Mathematical Limitation of Bitcoin Issuance
Unlike gold and other resources, Bitcoin has a fixed maximum supply — exactly 21 million coins. This technical limitation makes it an “inexhaustible” treasure in the digital age. In contrast, gold continues to be mined in increasing amounts in response to market signals of rising prices. Wood emphasizes that issuance is what gives Bitcoin economic significance similar to precious metals, but with a technical guarantee of scarcity.
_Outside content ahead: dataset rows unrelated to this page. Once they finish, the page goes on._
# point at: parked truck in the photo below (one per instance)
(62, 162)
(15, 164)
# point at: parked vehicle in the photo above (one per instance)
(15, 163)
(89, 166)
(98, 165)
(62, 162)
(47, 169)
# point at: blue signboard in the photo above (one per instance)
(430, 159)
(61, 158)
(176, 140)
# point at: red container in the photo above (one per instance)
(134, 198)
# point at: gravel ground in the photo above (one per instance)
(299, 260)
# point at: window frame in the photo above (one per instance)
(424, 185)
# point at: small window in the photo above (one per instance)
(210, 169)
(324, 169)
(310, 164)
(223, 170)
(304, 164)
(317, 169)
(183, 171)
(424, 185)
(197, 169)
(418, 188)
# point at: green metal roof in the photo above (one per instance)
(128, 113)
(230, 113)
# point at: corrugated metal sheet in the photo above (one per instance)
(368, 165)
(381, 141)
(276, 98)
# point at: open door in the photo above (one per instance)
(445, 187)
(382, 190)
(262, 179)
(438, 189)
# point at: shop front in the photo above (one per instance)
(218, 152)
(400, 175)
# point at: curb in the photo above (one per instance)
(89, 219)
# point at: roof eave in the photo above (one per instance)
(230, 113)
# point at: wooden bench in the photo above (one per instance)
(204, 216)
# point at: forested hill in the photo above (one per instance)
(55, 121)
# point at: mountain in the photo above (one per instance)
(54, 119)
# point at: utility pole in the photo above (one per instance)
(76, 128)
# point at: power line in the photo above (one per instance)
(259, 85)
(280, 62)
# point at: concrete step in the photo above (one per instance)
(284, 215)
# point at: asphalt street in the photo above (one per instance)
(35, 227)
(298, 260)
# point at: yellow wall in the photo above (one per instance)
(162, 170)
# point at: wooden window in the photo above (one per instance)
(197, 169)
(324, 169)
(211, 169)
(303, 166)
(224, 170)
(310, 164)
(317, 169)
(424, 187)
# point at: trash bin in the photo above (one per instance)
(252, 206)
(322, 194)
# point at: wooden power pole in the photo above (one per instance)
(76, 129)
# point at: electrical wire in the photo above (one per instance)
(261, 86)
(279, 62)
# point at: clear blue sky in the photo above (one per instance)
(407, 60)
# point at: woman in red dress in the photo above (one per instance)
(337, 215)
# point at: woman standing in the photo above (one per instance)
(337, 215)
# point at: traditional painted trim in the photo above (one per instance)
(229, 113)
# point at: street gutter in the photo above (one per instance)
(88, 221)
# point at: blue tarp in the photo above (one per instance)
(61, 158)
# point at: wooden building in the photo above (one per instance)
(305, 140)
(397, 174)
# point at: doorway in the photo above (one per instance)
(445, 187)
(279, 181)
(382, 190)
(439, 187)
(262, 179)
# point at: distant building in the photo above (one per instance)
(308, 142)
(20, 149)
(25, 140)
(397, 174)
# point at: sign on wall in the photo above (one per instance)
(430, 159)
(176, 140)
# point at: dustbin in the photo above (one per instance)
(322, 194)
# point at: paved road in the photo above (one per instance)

Why Bitcoin is Not Just a Copy of Gold
Historical cycles show minimal correlation between Bitcoin and gold, debunking the myth that crypto assets merely replicate the behavior of traditional assets. Cathy Wood stresses that Bitcoin develops according to its own dynamics, forming an independent trajectory in the market. This means that issuance is not just a technical feature but a fundamental economic property that potentially makes Bitcoin a more reliable store of capital compared to the fluctuations of traditional markets.
Why This Will Matter for Future Generations
Wood’s core idea is that Bitcoin is an innovative means of accumulating and transferring wealth from one generation to the next. Unlike fiat currencies, which are subject to inflation, the limited issuance of Bitcoin ensures predictable value. She believes the narrative of Bitcoin as “digital gold” is only beginning to grow, as more market participants recognize its potential as an alternative hedge against systemic risks and inflationary pressures.